Question

If the diameter of a cross-section of the wire is decreased by $5\% $.How much percent will the length be increased so that the volume remains the same?

Answer 1

Hint: Assume the wire to be in a cylindrical shape and Use the formula of the Volume of the cylinder, Volume of cylinder=$\pi {r^2}h$ where r is the radius of the cross-section of wire and h is the height or length of wire. By using the given conditions we will get the required solution.

Complete step by step Answer:

Given, the diameter of a cross-section of the wire is decreased by$5\% $. If the volume remains the same then we have to find the percentage increase in the length of the wire.

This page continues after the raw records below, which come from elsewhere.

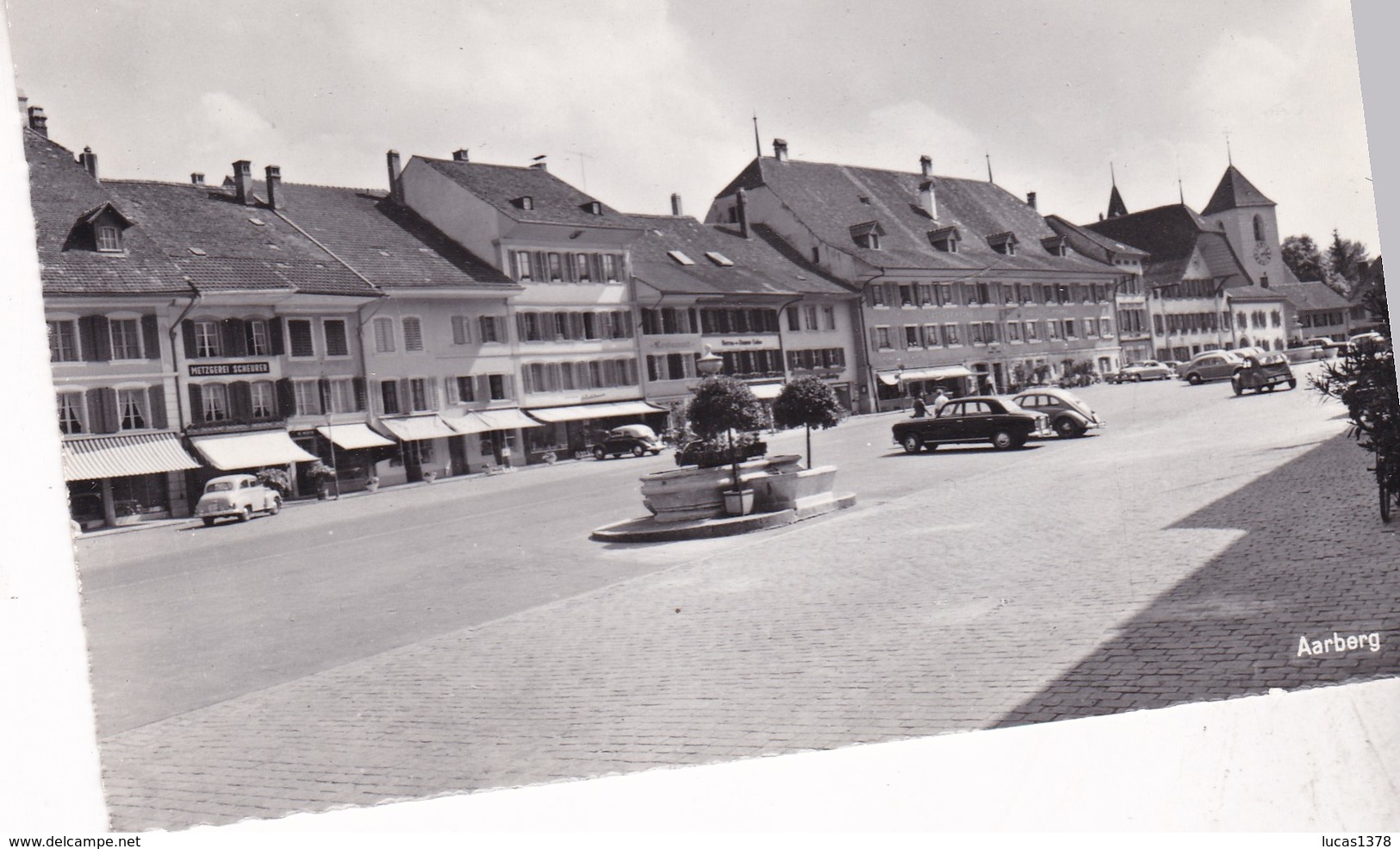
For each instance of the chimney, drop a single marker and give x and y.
(395, 172)
(275, 195)
(38, 122)
(925, 199)
(89, 161)
(244, 181)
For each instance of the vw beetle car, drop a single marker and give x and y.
(634, 439)
(1070, 416)
(237, 496)
(976, 419)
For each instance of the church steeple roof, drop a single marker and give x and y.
(1235, 192)
(1116, 208)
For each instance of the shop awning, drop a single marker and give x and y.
(353, 436)
(250, 450)
(891, 378)
(492, 419)
(766, 391)
(595, 411)
(122, 456)
(418, 428)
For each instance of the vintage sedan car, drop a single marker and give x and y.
(976, 419)
(239, 496)
(629, 439)
(1210, 365)
(1070, 416)
(1144, 370)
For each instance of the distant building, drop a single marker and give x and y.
(962, 284)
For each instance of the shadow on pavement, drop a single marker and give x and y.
(1315, 562)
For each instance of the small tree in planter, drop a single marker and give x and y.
(721, 407)
(806, 403)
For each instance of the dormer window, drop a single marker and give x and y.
(108, 240)
(945, 240)
(1056, 246)
(867, 234)
(1003, 243)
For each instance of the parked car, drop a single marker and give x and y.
(1144, 370)
(239, 496)
(1263, 373)
(1070, 416)
(629, 439)
(1210, 365)
(976, 419)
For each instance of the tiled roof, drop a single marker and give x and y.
(1234, 192)
(831, 199)
(62, 194)
(1092, 244)
(761, 265)
(224, 246)
(1312, 295)
(384, 241)
(552, 199)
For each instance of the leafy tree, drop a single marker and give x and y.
(1366, 381)
(806, 403)
(1303, 257)
(721, 407)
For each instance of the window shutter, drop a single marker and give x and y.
(152, 338)
(233, 336)
(188, 333)
(241, 401)
(196, 403)
(286, 396)
(96, 338)
(275, 331)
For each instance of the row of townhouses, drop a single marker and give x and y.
(472, 317)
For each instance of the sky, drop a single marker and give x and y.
(634, 100)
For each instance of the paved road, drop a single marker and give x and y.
(1175, 558)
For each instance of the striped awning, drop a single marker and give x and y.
(250, 450)
(492, 419)
(418, 428)
(353, 436)
(595, 411)
(123, 456)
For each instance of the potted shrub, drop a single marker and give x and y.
(320, 475)
(720, 411)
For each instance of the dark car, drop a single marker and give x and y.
(1070, 416)
(629, 439)
(976, 419)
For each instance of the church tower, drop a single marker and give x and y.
(1250, 224)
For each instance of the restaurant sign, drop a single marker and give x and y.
(216, 369)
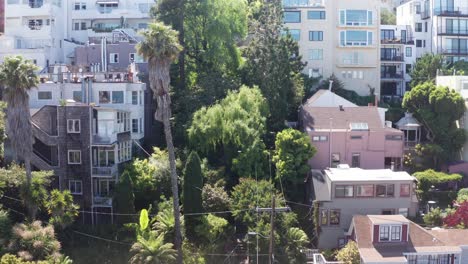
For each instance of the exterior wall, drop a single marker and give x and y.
(360, 206)
(373, 148)
(333, 54)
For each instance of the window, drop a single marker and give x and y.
(365, 190)
(75, 187)
(134, 98)
(334, 217)
(335, 157)
(384, 190)
(409, 52)
(74, 157)
(114, 58)
(320, 138)
(418, 43)
(356, 160)
(316, 35)
(104, 97)
(292, 16)
(117, 97)
(408, 69)
(324, 217)
(77, 96)
(73, 126)
(135, 125)
(316, 54)
(418, 27)
(342, 191)
(316, 15)
(405, 190)
(356, 38)
(44, 95)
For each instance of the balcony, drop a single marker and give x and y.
(452, 31)
(399, 75)
(102, 201)
(451, 11)
(105, 171)
(393, 58)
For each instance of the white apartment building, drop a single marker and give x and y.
(47, 31)
(113, 91)
(397, 56)
(338, 37)
(439, 26)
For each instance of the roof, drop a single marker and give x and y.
(326, 118)
(358, 174)
(419, 240)
(326, 98)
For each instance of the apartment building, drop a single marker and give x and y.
(340, 193)
(338, 37)
(48, 31)
(86, 146)
(397, 56)
(397, 240)
(439, 26)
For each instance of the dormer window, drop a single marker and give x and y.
(390, 233)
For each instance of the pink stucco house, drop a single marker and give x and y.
(353, 135)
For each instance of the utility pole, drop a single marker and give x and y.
(272, 225)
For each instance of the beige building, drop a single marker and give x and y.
(338, 37)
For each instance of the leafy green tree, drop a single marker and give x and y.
(61, 209)
(438, 109)
(230, 132)
(349, 254)
(273, 64)
(428, 178)
(18, 76)
(34, 242)
(425, 69)
(192, 199)
(124, 197)
(161, 47)
(387, 17)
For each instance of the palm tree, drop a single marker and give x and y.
(17, 76)
(161, 47)
(152, 250)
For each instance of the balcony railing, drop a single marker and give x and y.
(392, 75)
(105, 171)
(452, 31)
(102, 201)
(397, 57)
(451, 11)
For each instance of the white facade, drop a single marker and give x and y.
(338, 37)
(439, 26)
(47, 31)
(397, 56)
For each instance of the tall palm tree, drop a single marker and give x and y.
(17, 76)
(152, 250)
(161, 47)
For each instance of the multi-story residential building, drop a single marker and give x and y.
(439, 26)
(86, 147)
(338, 37)
(397, 57)
(340, 193)
(48, 31)
(355, 135)
(397, 240)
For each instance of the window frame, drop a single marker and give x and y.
(75, 182)
(74, 151)
(72, 130)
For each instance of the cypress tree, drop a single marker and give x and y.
(192, 199)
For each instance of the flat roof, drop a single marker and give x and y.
(358, 174)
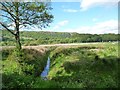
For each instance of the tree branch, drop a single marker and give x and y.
(7, 11)
(7, 17)
(7, 28)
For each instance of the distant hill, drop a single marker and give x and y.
(41, 37)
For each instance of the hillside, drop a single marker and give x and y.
(29, 38)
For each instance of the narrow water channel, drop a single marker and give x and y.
(46, 70)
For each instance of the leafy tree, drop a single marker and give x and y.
(24, 14)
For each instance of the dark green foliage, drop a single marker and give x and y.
(71, 67)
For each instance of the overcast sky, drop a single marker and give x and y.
(84, 16)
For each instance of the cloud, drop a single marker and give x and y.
(110, 26)
(94, 19)
(60, 24)
(71, 10)
(86, 4)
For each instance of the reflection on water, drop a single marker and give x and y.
(46, 70)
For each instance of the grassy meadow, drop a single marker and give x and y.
(81, 66)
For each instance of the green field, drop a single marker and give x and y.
(81, 66)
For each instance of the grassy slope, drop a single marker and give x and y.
(90, 65)
(85, 66)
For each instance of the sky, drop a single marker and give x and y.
(84, 16)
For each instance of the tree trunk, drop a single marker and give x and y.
(17, 35)
(18, 44)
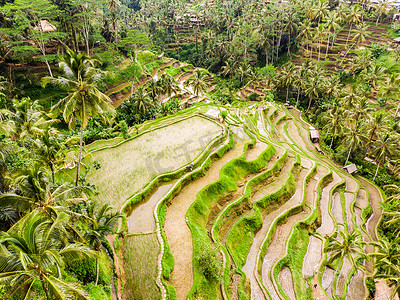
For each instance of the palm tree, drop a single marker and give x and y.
(385, 146)
(168, 84)
(31, 249)
(320, 34)
(34, 193)
(332, 86)
(291, 27)
(84, 100)
(101, 223)
(334, 124)
(49, 150)
(320, 10)
(287, 77)
(352, 17)
(313, 86)
(377, 124)
(349, 245)
(351, 97)
(28, 119)
(154, 89)
(141, 101)
(305, 32)
(197, 81)
(331, 23)
(360, 36)
(361, 110)
(354, 137)
(381, 7)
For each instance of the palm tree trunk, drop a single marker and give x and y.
(52, 173)
(348, 36)
(97, 270)
(298, 96)
(79, 157)
(309, 104)
(46, 291)
(348, 155)
(376, 172)
(287, 93)
(327, 47)
(397, 110)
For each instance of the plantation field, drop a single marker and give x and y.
(126, 167)
(250, 220)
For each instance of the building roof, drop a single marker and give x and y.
(314, 134)
(45, 26)
(213, 113)
(350, 168)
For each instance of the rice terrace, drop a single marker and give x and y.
(202, 150)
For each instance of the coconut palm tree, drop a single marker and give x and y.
(33, 192)
(349, 245)
(353, 17)
(312, 89)
(287, 77)
(49, 150)
(305, 32)
(381, 7)
(334, 124)
(385, 146)
(31, 249)
(154, 89)
(197, 82)
(84, 100)
(101, 223)
(291, 27)
(168, 84)
(354, 137)
(377, 123)
(331, 23)
(361, 110)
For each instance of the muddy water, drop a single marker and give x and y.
(327, 225)
(312, 257)
(178, 233)
(141, 219)
(337, 210)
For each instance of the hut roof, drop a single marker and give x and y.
(213, 113)
(45, 26)
(350, 168)
(314, 134)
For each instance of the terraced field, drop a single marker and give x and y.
(245, 214)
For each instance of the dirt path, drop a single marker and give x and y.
(286, 281)
(313, 256)
(178, 233)
(356, 290)
(141, 220)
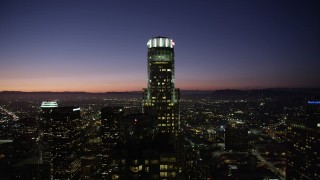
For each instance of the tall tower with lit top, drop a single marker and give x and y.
(161, 99)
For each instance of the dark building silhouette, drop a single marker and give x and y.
(144, 153)
(303, 134)
(110, 131)
(67, 144)
(60, 136)
(161, 98)
(236, 136)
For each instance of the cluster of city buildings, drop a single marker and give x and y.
(154, 144)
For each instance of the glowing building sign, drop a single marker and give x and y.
(313, 102)
(160, 42)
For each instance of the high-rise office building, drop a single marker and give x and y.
(236, 136)
(303, 134)
(161, 99)
(45, 135)
(67, 144)
(60, 136)
(110, 131)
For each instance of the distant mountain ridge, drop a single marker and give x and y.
(315, 91)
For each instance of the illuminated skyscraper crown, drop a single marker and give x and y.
(160, 42)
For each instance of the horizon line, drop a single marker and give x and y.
(240, 89)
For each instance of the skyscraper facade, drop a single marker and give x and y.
(236, 136)
(161, 99)
(110, 132)
(67, 144)
(60, 136)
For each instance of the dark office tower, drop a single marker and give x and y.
(161, 99)
(110, 130)
(236, 136)
(45, 134)
(303, 134)
(66, 142)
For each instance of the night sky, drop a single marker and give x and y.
(100, 46)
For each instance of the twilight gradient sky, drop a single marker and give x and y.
(99, 46)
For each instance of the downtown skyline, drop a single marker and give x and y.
(101, 46)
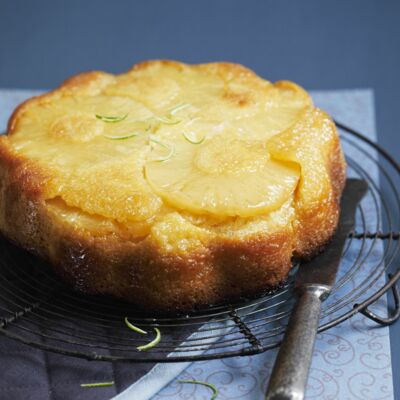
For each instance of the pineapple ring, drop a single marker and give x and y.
(225, 176)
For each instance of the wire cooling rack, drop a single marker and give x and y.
(36, 308)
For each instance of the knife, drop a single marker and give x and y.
(313, 284)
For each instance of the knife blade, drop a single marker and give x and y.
(313, 284)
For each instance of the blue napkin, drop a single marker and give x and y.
(351, 361)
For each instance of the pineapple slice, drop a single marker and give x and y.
(225, 176)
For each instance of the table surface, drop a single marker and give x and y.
(320, 45)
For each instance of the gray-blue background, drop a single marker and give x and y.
(318, 44)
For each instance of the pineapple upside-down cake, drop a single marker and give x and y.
(171, 186)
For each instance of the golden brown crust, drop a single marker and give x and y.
(139, 270)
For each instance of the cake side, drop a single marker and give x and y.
(175, 259)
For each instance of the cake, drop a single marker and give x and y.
(171, 186)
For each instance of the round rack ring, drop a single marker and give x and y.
(36, 308)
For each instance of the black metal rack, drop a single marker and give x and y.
(36, 308)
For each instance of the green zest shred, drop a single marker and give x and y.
(167, 120)
(209, 385)
(122, 137)
(133, 327)
(152, 343)
(98, 384)
(106, 118)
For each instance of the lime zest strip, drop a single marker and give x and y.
(185, 135)
(133, 327)
(209, 385)
(98, 384)
(171, 149)
(110, 118)
(122, 137)
(152, 343)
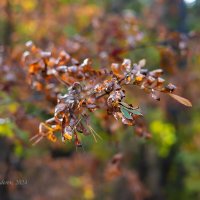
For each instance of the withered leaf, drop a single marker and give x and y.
(181, 100)
(125, 112)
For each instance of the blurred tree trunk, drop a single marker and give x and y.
(8, 24)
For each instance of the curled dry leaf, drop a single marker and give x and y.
(181, 100)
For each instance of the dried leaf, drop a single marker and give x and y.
(125, 112)
(182, 100)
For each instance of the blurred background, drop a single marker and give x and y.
(121, 165)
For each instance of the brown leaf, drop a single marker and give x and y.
(181, 100)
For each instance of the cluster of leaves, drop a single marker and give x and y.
(89, 89)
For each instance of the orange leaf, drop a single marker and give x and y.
(180, 99)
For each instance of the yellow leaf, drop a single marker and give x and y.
(181, 100)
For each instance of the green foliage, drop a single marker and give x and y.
(164, 136)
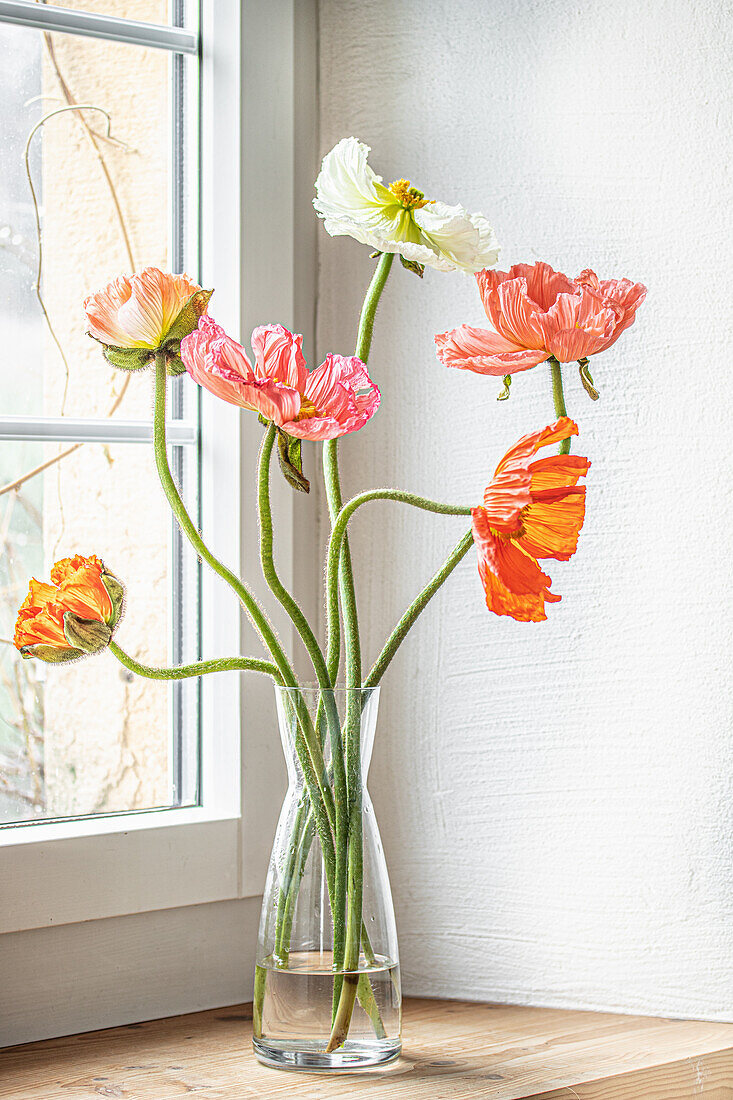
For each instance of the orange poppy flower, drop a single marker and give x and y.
(533, 508)
(74, 615)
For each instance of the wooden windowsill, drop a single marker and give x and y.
(452, 1048)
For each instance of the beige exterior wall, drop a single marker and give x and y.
(107, 736)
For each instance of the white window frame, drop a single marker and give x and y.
(86, 869)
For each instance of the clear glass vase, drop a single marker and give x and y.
(327, 982)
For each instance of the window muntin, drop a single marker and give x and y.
(91, 741)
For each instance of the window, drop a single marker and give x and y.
(88, 193)
(110, 778)
(79, 917)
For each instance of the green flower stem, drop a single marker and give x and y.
(339, 528)
(345, 997)
(337, 802)
(415, 609)
(306, 743)
(198, 669)
(558, 397)
(330, 449)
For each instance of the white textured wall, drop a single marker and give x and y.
(555, 799)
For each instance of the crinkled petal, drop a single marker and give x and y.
(466, 242)
(138, 310)
(514, 315)
(513, 582)
(551, 526)
(220, 365)
(347, 185)
(279, 355)
(623, 294)
(578, 326)
(527, 447)
(484, 352)
(352, 201)
(334, 388)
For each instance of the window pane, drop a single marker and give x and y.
(90, 737)
(106, 207)
(144, 11)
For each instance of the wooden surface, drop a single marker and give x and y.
(452, 1049)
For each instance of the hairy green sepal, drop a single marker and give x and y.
(587, 380)
(52, 655)
(90, 636)
(138, 359)
(291, 461)
(116, 592)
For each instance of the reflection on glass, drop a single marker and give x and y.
(89, 737)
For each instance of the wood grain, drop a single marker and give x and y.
(452, 1049)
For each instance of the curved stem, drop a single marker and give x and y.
(415, 609)
(346, 996)
(197, 669)
(558, 398)
(336, 802)
(331, 458)
(258, 616)
(306, 743)
(338, 532)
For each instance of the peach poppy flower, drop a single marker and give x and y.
(538, 314)
(533, 508)
(336, 398)
(138, 315)
(74, 615)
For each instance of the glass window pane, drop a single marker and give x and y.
(107, 206)
(174, 12)
(90, 737)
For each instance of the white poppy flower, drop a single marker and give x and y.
(353, 201)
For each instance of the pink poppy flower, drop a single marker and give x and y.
(334, 399)
(538, 314)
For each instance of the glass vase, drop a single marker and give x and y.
(327, 981)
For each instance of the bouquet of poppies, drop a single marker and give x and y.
(532, 509)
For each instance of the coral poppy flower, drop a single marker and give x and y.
(74, 615)
(353, 201)
(533, 508)
(138, 315)
(538, 314)
(336, 398)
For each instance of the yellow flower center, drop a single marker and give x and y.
(408, 196)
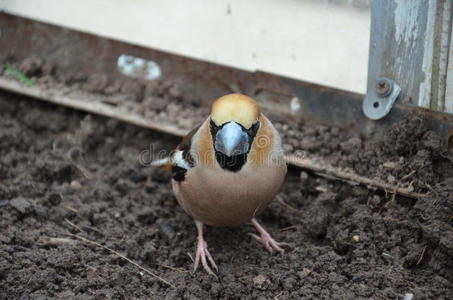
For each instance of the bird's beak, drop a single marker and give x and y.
(231, 140)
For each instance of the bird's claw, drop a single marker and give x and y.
(201, 254)
(269, 243)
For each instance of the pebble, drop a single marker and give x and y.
(21, 204)
(261, 282)
(75, 185)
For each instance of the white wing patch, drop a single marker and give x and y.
(178, 160)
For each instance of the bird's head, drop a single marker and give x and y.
(234, 124)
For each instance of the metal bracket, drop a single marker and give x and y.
(379, 101)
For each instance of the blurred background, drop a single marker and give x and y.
(324, 42)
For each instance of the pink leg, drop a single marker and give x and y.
(202, 252)
(266, 239)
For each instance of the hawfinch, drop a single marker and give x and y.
(227, 170)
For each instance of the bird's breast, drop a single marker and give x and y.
(222, 198)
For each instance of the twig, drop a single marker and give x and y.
(122, 256)
(422, 254)
(278, 296)
(74, 225)
(57, 242)
(180, 270)
(329, 171)
(282, 202)
(288, 228)
(117, 254)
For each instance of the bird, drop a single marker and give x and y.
(227, 170)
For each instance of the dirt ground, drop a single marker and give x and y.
(65, 172)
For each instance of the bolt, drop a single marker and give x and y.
(384, 87)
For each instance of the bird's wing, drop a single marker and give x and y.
(181, 159)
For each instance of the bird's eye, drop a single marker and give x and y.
(253, 129)
(214, 127)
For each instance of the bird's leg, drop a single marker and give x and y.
(266, 239)
(202, 252)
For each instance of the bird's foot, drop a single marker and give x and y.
(203, 254)
(266, 239)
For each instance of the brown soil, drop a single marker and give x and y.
(411, 156)
(60, 167)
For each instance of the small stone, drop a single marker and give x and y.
(304, 273)
(75, 185)
(21, 204)
(303, 177)
(391, 179)
(261, 282)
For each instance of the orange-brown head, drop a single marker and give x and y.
(235, 107)
(234, 124)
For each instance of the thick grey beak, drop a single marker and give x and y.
(231, 140)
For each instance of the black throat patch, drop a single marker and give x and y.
(233, 163)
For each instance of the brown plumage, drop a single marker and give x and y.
(227, 170)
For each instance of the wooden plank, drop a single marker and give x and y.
(96, 106)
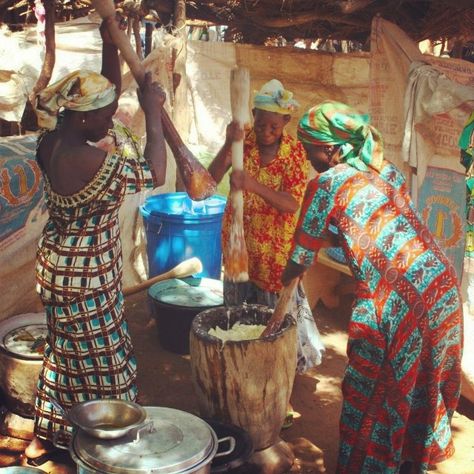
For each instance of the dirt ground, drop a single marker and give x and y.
(165, 380)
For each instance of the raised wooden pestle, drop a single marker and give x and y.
(281, 308)
(185, 268)
(197, 180)
(236, 267)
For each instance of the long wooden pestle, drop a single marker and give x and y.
(197, 180)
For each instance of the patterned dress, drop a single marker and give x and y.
(402, 382)
(268, 235)
(88, 353)
(268, 232)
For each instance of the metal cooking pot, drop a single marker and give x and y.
(104, 418)
(175, 442)
(21, 360)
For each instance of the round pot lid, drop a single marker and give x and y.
(24, 335)
(176, 442)
(189, 292)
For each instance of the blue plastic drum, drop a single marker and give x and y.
(178, 228)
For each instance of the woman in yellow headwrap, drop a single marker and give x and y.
(273, 182)
(88, 352)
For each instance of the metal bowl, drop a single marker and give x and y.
(107, 418)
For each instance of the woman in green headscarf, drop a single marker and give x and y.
(402, 382)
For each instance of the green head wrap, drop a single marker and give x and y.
(334, 123)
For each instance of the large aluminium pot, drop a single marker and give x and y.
(176, 442)
(21, 340)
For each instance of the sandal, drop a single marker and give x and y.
(288, 421)
(41, 459)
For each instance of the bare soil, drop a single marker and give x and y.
(165, 380)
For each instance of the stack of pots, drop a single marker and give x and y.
(176, 442)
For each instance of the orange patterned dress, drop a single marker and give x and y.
(268, 232)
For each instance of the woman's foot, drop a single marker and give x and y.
(39, 451)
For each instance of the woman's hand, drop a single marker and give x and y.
(240, 180)
(151, 96)
(291, 271)
(104, 27)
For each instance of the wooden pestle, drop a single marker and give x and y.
(236, 268)
(197, 180)
(185, 268)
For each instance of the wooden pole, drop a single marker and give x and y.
(198, 181)
(236, 267)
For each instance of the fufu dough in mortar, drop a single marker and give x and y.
(238, 332)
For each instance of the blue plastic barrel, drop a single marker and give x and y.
(178, 228)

Since the wire is in cylindrical shape then let r be the radius of the cross-section and h be the length of the wire then the volume of the wire is given by-
$ \Rightarrow $ V=$\pi {r^2}h$
Now since the diameter of the cross-section is decreased by $5\% $ so let the new Radius be R then,
We know that diameter is twice the radius so we can write $5\% $ of the diameter of cross section=$\dfrac{5}{{100}} \times 2r$
Since the diameter is decreased then the new diameter will be is equal to $2r - \dfrac{{5 \times 2r}}{{100}}$
On solving we get,
The new diameter=$2r - \dfrac{{10r}}{{100}} = \dfrac{{200r - 10r}}{{100}}$
New diameter=$\dfrac{{190r}}{{100}} = \dfrac{{19r}}{{10}}$
We know the new radius R =$\dfrac{{{\text{New diameter}}}}{2}$
On putting the value we get,
$ \Rightarrow {\text{R = }}\dfrac{{19r}}{{20}}$
Now let the new length be${h_1}$. Then the New volume will be=$\pi {{\text{R}}^2}{h_1}$
But according to Question, the volume will remain the same so we can write,
$ \Rightarrow \pi {r^2}h = \pi {{\text{R}}^2}{h_1}$
On putting given values we get,
$ \Rightarrow \pi {r^2}h = \pi {\left( {\dfrac{{19r}}{{20}}} \right)^2}{h_1}$
On simplifying we get,
$ \Rightarrow \pi {r^2}h = \pi \dfrac{{361{r^2}}}{{400}}{h_1}$
On cancelling the common terms we get,
$ \Rightarrow h = \dfrac{{361}}{{400}}{h_1}$
Then the new height is${h_1} = \dfrac{{400}}{{361}}h$
Now Increase in the length=new length-old length=${h_1} - h$
Increase length=$\dfrac{{400h}}{{361}} - h$
On solving we get,
Increase length=$\dfrac{{\left( {400 - 361} \right)h}}{{361}} = \dfrac{{39h}}{{361}}$
Then the percentage increase in length=$\dfrac{{{h_1} - h}}{h} \times 100$
On putting the values we get,
The percentage increase in length=$\dfrac{{39h}}{{391h}} \times 100$
On solving it we get,
The percentage increase in length=$\dfrac{{3900}}{{361}} = 10.8\% $
Answer- The length should be increased $10.8\% $ so that the volume remains the same.

Note: Here the students may mistake the height obtained from the formula of volume to be the increase in the length but it is the new length obtained after increasing not the increase in the length. There is a small difference between both. It can be written as-
New length=old length+ increase in length
So from here the increase in length =new length-old length